Expense Reporting Requirements

Creato 5 apr, 2023 • Ultimo aggiornamento 19 gen, 2024 • Per Circle Lead

Basic Rules

All expense reports must be submitted via the Organization's expense reporting platform, within the following constraints:

  1. Receipts are required for any purchase over $20 that's reimbursed at-cost (no receipts are required for per-diem reimbursement, or reimbursement for mileage). 
  2. All expenses must be tagged with the most appropriate tag available.
  3. The business purpose of the trip must be clear from your expense line item or report name. 
  4. You must normally submit expenses for reimbursement within 10 days of the end of each quarter, for any expenses incurred in that quarter.  However, you may choose to consider expenses for a specific event as incurred on the date of the event instead of the date you paid the expense (e.g. if you bought a flight in March for a training in April, you may consider the expense incurred in April).  Expenses submitted after this cut-off are not eligible for reimbursement, unless a special exception is given per the rules in the section below.
  5. If paying for expenses with a payment method that gives you a personal benefit (e.g. a credit card with a point system or cash back), you must align with the rules and limits in this policy.

Client-Billable Expenses

For expenses billable to clients, you must also:

  • include the client name in the name of the expense report, along with your name or initials.
  • tag all expenses as "Client Billable".
  • submit all expenses on a report exactly as they will be passed through to that client, with any needed adjustments, splits, or pro-rations already factored in, and any needed explanations or supporting detail already included in the report, so that the expense report can be passed along to the client without further edits and with the total matching what we will invoice to the client.

What To Do If You Screw Up

If you've violated an expense reporting requirement (e.g. missed a deadline), the expense may (or may not) still be approved for reimbursement, depending on the specifics of the situation.

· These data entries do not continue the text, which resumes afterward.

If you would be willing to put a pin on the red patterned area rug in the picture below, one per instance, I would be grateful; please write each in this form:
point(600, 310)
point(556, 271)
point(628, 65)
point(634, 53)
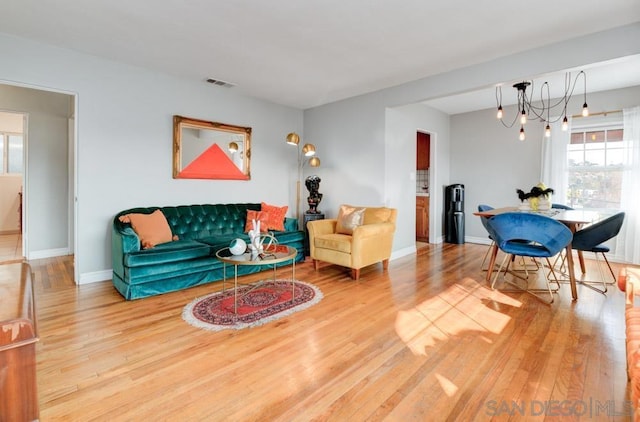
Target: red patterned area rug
point(269, 301)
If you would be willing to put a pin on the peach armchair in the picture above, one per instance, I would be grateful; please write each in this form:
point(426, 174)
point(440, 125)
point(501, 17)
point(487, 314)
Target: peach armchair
point(359, 237)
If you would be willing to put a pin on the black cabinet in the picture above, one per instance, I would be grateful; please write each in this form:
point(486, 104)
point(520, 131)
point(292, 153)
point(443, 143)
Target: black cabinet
point(309, 217)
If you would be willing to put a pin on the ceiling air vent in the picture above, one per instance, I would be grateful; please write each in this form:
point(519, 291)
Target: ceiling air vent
point(220, 83)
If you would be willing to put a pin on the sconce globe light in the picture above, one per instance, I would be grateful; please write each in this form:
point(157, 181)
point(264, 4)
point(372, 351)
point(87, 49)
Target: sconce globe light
point(305, 155)
point(308, 150)
point(293, 138)
point(543, 112)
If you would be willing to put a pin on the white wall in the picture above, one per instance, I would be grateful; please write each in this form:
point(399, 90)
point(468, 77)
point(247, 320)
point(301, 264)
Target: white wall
point(492, 163)
point(124, 139)
point(124, 131)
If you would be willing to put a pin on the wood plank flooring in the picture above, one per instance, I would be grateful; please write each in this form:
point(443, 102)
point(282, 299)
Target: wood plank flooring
point(426, 340)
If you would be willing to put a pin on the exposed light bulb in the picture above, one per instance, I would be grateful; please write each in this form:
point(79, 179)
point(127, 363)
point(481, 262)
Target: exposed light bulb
point(523, 117)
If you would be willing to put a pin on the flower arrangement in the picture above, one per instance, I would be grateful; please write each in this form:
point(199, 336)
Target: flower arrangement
point(538, 197)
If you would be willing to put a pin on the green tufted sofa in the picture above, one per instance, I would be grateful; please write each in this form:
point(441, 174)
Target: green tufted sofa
point(190, 261)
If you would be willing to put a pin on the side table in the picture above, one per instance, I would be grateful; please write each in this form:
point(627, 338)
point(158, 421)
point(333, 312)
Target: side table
point(309, 217)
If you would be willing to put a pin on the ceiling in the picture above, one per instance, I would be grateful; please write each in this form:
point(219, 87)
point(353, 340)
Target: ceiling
point(307, 53)
point(603, 76)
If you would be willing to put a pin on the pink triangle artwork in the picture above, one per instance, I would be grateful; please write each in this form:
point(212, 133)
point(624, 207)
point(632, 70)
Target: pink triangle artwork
point(213, 163)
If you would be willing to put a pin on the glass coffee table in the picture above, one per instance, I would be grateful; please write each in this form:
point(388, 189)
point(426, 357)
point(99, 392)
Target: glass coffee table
point(273, 254)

You may request an exception to the usual policy after-the-fact if you are facing rare extenuating circumstances, or if you just made a mistake and are still working to improve your understanding of and compliance with expense policies.  If it's extenuating circumstances at play, simply explain them when you submit your expenses. If it's just a mistake, choose and take one concrete action to improve your compliance with expense policies in the future, and share what it is when you submit your expenses - the action can be anything you think will help, and it can be small (better small and easily doable vs. big and easily procrastinate-able).  In either case, exceptions may only be granted for hard costs with receipts; exceptions are never permitted for per-diem claims more than one month past-due.